Europeana Goes Live and Immediately Dies

Still catching up on the article reading missed during our trip to Rome, so the news about the European Union's digital library project just came to my attention. Europeana was supposed to be Europe's answer to the Google Books project. As reported by Claire Bommelaer in Le Figaro (L'Europe lance sa première bibliothèque numérique, November 20), the preliminary version of the project's Web site went live, with about two million online documents. It was actually supposed to be more than just books (my translation):

Among the initial contents will be Dante's Divine Comedy, paintings like Vermeer's The Girl with the Pearl Earring, historical documents like the British Magna Carta, recordings or manuscripts of Beethoven, Mozart, and Chopin, or images of the fall of the Berlin Wall. From now until 2010, the plan was to reach at least six million works and to improve the portal to allow users to interact with one another and to allow multilingual usage. Brussels was supposed to invest 120 million € in 2009 and 2010 to improve the digitalization technology, and 40 million for the translation part, like automatic translation, which will be possible in 23 languages. Within two years, the question of more recent content, which pose problems of copyright compensation, will surely be worked out, thanks to agreements made with the publishers.
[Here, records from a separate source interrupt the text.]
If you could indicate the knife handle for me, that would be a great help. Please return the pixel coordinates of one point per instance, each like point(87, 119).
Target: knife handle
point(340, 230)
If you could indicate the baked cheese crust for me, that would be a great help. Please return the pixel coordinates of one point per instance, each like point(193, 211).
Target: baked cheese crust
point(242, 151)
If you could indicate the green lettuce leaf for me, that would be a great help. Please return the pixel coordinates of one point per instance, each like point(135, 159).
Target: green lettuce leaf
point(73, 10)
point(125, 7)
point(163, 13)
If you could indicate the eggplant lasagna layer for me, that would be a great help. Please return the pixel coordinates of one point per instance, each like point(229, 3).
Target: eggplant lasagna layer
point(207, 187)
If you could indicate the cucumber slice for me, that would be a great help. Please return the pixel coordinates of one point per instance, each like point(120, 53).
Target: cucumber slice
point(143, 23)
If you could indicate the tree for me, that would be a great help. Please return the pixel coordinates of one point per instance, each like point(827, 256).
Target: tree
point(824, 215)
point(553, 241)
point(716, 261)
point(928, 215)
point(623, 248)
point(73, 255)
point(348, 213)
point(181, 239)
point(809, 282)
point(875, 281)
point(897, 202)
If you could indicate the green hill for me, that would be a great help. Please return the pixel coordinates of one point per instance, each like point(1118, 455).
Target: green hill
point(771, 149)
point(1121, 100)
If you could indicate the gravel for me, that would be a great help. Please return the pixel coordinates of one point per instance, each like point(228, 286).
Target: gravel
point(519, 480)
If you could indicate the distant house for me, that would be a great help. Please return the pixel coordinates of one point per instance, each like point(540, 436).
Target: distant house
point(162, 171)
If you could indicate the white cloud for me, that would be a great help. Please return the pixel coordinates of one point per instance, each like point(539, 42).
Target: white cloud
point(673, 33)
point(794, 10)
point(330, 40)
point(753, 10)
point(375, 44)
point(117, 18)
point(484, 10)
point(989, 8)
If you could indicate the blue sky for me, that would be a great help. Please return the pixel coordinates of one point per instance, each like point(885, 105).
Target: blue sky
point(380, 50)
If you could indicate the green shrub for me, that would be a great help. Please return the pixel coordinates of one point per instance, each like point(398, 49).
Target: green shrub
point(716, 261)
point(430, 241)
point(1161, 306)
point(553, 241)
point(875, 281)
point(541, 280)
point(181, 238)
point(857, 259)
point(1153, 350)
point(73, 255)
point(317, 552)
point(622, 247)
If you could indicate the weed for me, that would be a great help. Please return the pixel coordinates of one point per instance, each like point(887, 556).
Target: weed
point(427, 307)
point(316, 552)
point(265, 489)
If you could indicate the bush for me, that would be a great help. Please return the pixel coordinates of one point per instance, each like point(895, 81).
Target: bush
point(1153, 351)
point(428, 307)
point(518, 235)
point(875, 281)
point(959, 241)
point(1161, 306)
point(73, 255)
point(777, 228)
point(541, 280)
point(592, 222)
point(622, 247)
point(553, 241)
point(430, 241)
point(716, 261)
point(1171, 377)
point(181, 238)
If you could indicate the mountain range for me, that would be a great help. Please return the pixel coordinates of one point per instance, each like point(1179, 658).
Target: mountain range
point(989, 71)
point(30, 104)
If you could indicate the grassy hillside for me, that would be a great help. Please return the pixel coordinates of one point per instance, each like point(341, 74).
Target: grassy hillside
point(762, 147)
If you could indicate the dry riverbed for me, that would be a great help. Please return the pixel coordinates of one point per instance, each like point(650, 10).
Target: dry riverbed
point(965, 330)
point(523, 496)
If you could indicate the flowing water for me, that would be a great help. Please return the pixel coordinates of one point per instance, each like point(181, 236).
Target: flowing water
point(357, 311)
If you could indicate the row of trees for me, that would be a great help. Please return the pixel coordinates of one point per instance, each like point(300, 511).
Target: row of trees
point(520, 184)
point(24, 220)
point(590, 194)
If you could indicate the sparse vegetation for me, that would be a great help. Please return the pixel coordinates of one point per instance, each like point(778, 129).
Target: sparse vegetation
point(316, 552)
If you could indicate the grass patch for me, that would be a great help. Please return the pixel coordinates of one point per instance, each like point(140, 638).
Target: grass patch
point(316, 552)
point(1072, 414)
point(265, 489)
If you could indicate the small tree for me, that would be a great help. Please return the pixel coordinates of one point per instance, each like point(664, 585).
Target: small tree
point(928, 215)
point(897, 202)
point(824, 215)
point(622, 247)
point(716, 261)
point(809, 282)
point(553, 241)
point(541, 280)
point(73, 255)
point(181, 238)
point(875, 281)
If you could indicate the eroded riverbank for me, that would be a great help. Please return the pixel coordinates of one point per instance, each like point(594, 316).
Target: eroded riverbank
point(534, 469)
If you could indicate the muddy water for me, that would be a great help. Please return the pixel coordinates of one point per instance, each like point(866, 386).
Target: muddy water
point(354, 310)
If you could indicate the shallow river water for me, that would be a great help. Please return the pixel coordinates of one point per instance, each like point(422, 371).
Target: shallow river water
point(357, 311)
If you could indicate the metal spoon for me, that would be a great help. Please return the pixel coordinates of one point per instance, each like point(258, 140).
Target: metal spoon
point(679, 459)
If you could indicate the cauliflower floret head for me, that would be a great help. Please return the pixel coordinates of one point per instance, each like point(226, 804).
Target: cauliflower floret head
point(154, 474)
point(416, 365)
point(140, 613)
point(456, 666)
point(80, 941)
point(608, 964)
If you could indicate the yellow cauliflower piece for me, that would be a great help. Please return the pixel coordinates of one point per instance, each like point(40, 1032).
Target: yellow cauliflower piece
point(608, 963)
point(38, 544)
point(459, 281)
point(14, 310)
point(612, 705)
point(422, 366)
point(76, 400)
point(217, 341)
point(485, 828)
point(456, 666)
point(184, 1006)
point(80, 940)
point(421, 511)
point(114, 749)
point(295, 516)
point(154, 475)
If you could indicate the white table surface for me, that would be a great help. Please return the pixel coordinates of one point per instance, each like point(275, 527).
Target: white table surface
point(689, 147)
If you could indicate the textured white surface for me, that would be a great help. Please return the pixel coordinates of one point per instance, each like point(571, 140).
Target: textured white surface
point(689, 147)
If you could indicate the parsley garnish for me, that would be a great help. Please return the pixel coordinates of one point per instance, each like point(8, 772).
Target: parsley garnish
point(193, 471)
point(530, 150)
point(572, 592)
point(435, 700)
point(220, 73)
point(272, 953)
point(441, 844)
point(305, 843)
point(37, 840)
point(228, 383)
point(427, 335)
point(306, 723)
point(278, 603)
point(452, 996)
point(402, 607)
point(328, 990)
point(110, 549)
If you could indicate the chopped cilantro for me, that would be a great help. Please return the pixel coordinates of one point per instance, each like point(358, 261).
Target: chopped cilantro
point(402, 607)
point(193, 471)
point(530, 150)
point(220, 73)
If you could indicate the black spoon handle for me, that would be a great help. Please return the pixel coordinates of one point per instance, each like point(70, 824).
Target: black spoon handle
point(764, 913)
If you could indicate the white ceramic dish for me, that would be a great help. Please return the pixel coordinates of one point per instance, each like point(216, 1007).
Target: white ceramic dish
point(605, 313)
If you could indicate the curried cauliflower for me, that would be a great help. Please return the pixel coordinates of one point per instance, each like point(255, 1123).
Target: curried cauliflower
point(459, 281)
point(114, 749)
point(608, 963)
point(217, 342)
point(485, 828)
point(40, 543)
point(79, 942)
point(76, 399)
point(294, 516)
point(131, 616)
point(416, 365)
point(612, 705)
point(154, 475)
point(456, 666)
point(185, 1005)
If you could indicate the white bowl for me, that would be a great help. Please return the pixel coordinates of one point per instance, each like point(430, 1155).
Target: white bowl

It all sounded great -- all of that French literature instantly translated into English! -- and that is what everyone apparently thought. According to an article (European digital library site crashes, November 21) by Stephen Castle in the International Herald Tribune, the site designers' predicted Internet traffic of five million hits per hour was exceeded by three times as much, overwhelming the servers and setting back the opening date for a few more weeks. Put me down among those who will be checking out that site more carefully when it reopens in mid-December.